Ethics Advisory Opinion 01-06
FACTS
An attorney inquires as to the propriety of including an arbitration clause in a fee agreement with a client.
QUESTION
Is it permissible in South Carolina for a lawyer to include an arbitration clause in a fee agreement?
OPINION
South Carolina has no hard and fast rule regarding arbitration clauses in attorney-client fee agreements. Other jurisdictions are split on the matter. The preferable course of action is to make reference in the fee agreement to the Resolution of Fee Disputes Board of the South Carolina Bar.
DISCUSSION
According to Annotated South Carolina Rules of Professional Conduct (2000), Robert M. Wilcox and Nathan M. Crystal, at pages 39-40, South Carolina does not expressly indicate whether a lawyer can include an arbitration clause in a fee agreement. The South Carolina Supreme Court has created a Resolution of Fee Disputes Board under Appellate Court Rule 416, with jurisdiction to hear fee disputes of less than $50,000. The procedural elements (Rule 9) of Rule 416 specify that no application will be accepted from an attorney unless accompanied by the client’s written consent to jurisdiction and consent to be bound by the final decision of the Board. This provision leaves to the client the decision to proceed with third-party fee dispute resolution, as the client can either give or withhold consent. A conservative approach suggests that a mandatory arbitration clause would not be prudent since it is the South Carolina Supreme Court’s clear intention to leave the choice to the client.

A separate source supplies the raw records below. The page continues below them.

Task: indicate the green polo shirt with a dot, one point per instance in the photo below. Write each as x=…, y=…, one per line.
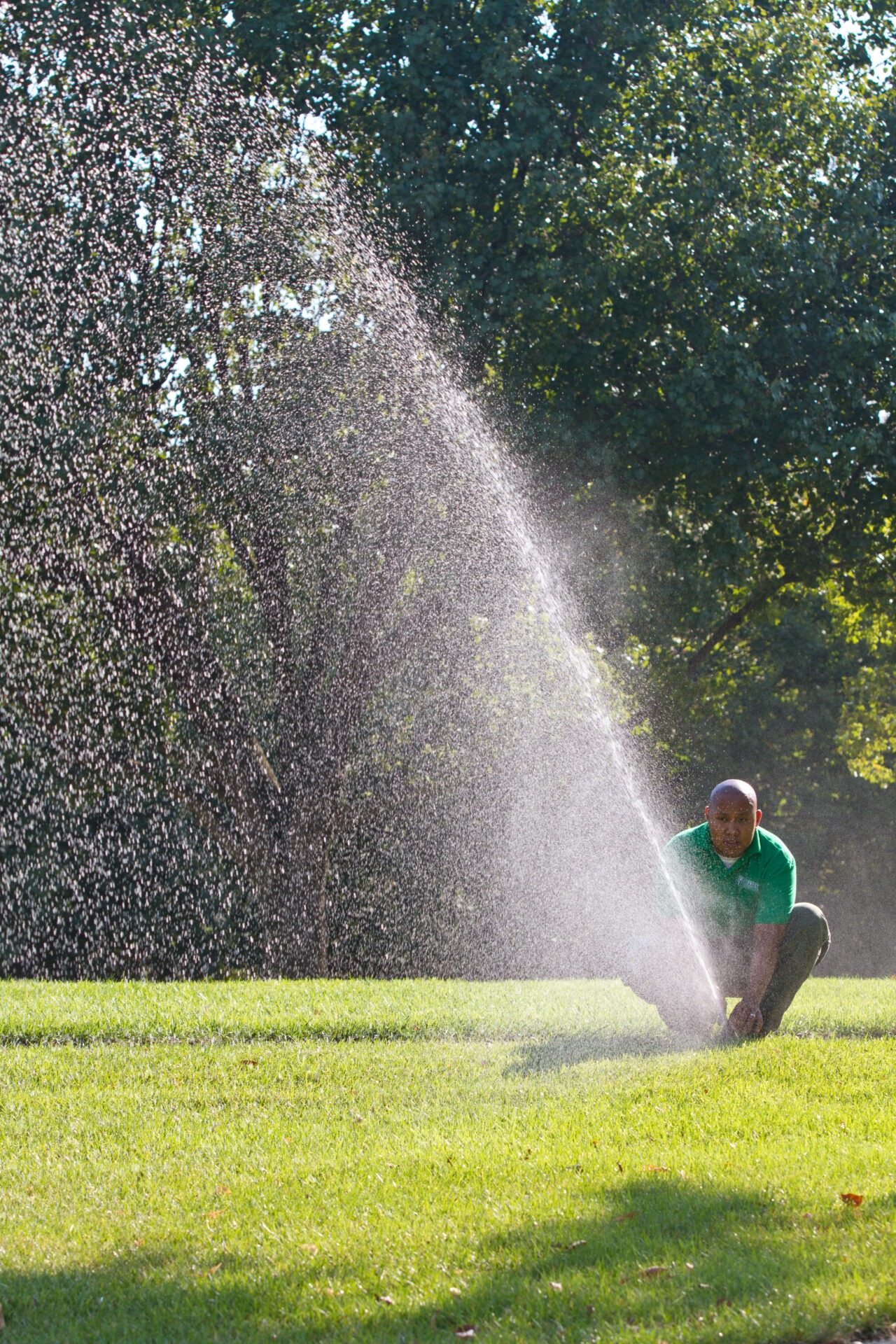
x=760, y=888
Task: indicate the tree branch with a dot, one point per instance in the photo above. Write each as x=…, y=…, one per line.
x=762, y=594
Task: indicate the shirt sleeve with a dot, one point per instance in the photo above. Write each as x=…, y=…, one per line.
x=777, y=891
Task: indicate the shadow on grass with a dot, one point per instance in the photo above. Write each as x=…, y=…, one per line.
x=662, y=1256
x=564, y=1050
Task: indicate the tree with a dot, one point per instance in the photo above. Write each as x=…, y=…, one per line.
x=223, y=510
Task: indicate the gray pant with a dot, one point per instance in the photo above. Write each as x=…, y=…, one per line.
x=681, y=991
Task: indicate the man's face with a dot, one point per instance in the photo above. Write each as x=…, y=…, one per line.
x=732, y=824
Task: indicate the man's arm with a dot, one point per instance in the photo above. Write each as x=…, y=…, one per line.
x=746, y=1016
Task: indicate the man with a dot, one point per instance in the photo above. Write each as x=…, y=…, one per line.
x=731, y=927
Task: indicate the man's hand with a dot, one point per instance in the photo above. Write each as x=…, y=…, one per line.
x=746, y=1018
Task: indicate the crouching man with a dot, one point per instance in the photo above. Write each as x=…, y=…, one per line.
x=743, y=939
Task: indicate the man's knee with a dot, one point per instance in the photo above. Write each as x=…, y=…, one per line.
x=808, y=933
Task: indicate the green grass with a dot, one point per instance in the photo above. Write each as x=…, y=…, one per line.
x=398, y=1160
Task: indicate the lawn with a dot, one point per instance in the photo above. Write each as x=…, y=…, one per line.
x=407, y=1160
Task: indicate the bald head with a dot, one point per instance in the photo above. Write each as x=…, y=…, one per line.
x=732, y=818
x=735, y=790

Other jurisdictions are split on the issue. New York allows arbitration clauses that not only require fee disputes to be arbitrated, but any dispute arising under the agreement. NYCLA Eth. Op. 723, 1997 WL 419331. The New York committee stated that arbitration clauses are fine as long as they are explained to the client and the client has the opportunity to see other counsel if he desires. Id. (Emphasis added.) On the other side of the continent and at the other end of the spectrum is California’s view, which is that a lawyer and client can only agree to submit to arbitration after the fee dispute arises. CA Eth. Op. 1981-56, 1981 WL 27933. Ohio follows this view as well, declining to follow the Maryland and District of Columbia view that the clauses are permissible if independent counsel is sought. OH Adv. Op. 96-9, 1996 WL 734408.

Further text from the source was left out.